Ahmed Attaf revient au premier plan en mars 2023, lorsque le président Abdelmadjid Tebboune le nomme ministre des Affaires étrangères et de la Communauté nationale à l’étranger, en remplacement de Ramtane Lamamra. Cette décision s’inscrit dans un remaniement ministériel et marque le retour d’un ancien titulaire du poste, déjà passé par la tête de la diplomatie algérienne entre 1996 et 1999. Le symbole est fort : en période de crispations régionales et de rivalités d’influence, Alger choisit un profil aguerri, familier des arcanes de l’État et des codes diplomatiques.

Deux ans plus tard, en septembre 2025, un nouveau gouvernement est rendu public par les services du Premier ministre. Ahmed Attaf y figure à nouveau, cette fois avec un intitulé qui insiste explicitement sur les Affaires africaines, en plus des Affaires étrangères et de la Communauté nationale à l’étranger. La mention du rang de ministre d’État, dans la hiérarchie gouvernementale, souligne également un statut renforcé : ce n’est pas seulement un ministère technique, mais l’un des centres nerveux de l’action extérieure.

Cette architecture gouvernementale traduit une tendance observable : la politique étrangère algérienne se présente comme un ensemble de priorités liées entre elles. La diaspora est un sujet politique et économique ; l’Afrique est un espace d’influence et de sécurité ; et la diplomatie, au sens classique, doit composer avec les tensions bilatérales, les crises régionales et la compétition entre puissances.

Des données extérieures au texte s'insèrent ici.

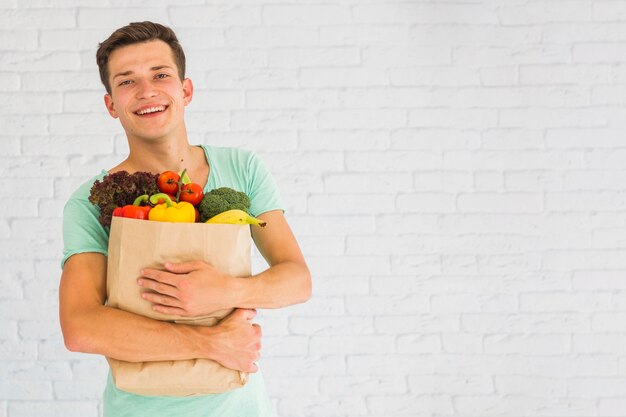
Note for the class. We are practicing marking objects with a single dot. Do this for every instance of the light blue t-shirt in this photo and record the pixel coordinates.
(82, 232)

Dans ce cadre, le chef de la diplomatie devient aussi un coordinateur, chargé de faire vivre des messages politiques parfois destinés autant à l’extérieur qu’à l’opinion interne : souveraineté nationale, refus des ingérences, valorisation du rôle de médiateur, promotion d’une solution politique aux conflits, et volonté de peser dans les formats multilatéraux.

Un parcours de diplomate : Nations unies, OUA, ambassades et postes stratégiques

Le CV officiel d’Ahmed Attaf, publié par le ministère algérien des Affaires étrangères, dessine un itinéraire typique des diplomaties d’État : formation administrative, postes techniques, puis montée vers les fonctions politiques. Né le 10 juillet 1953 à Aïn Defla, il est diplômé de l’École nationale d’administration (ENA) et titulaire d’un diplôme d’études supérieures en sciences politiques, ainsi que d’un diplôme de compétence en langue anglaise obtenu à New York.

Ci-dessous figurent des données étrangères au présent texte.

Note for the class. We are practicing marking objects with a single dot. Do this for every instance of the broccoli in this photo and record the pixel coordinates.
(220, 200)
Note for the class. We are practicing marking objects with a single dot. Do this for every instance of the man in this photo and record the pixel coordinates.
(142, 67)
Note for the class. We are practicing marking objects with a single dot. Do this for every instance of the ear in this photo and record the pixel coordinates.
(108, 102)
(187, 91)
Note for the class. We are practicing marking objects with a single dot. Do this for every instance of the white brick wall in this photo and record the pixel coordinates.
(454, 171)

Dans la seconde moitié des années 1970 et au début des années 1980, il occupe des fonctions qui l’ancrent dans les institutions multilatérales : Organisation de l’unité africaine (OUA), puis mission permanente de l’Algérie auprès des Nations unies à New York. Il passe également par des responsabilités liées aux affaires stratégiques et au désarmement, domaine exigeant où la crédibilité se construit sur la maîtrise des dossiers et l’aptitude à négocier.

De retour dans l’appareil du ministère, il devient directeur des Affaires politiques internationales, avant d’enchaîner avec des postes d’ambassadeur : en Yougoslavie (1989-1991), en Inde (1992-1994), puis au Royaume-Uni (2001-2004). À ces affectations s’ajoutent des éléments plus politiques : il est secrétaire d’État à la coopération et aux affaires maghrébines, puis porte-parole du gouvernement (1994-1996), avant d’être nommé ministre des Affaires étrangères (1996-1999).

Ce type de trajectoire, faite d’aller-retour entre administrations, postes à l’étranger et responsabilités gouvernementales, construit un savoir-faire particulier : connaissance des équilibres internes, capacité à parler au nom de l’État, et lecture fine des sensibilités régionales. Il permet aussi d’expliquer le choix d’un tel profil au moment où l’Algérie cherche à consolider son image de puissance de stabilité, tout en faisant face à des environnements frontaliers instables et à des dossiers bilatéraux très politisés.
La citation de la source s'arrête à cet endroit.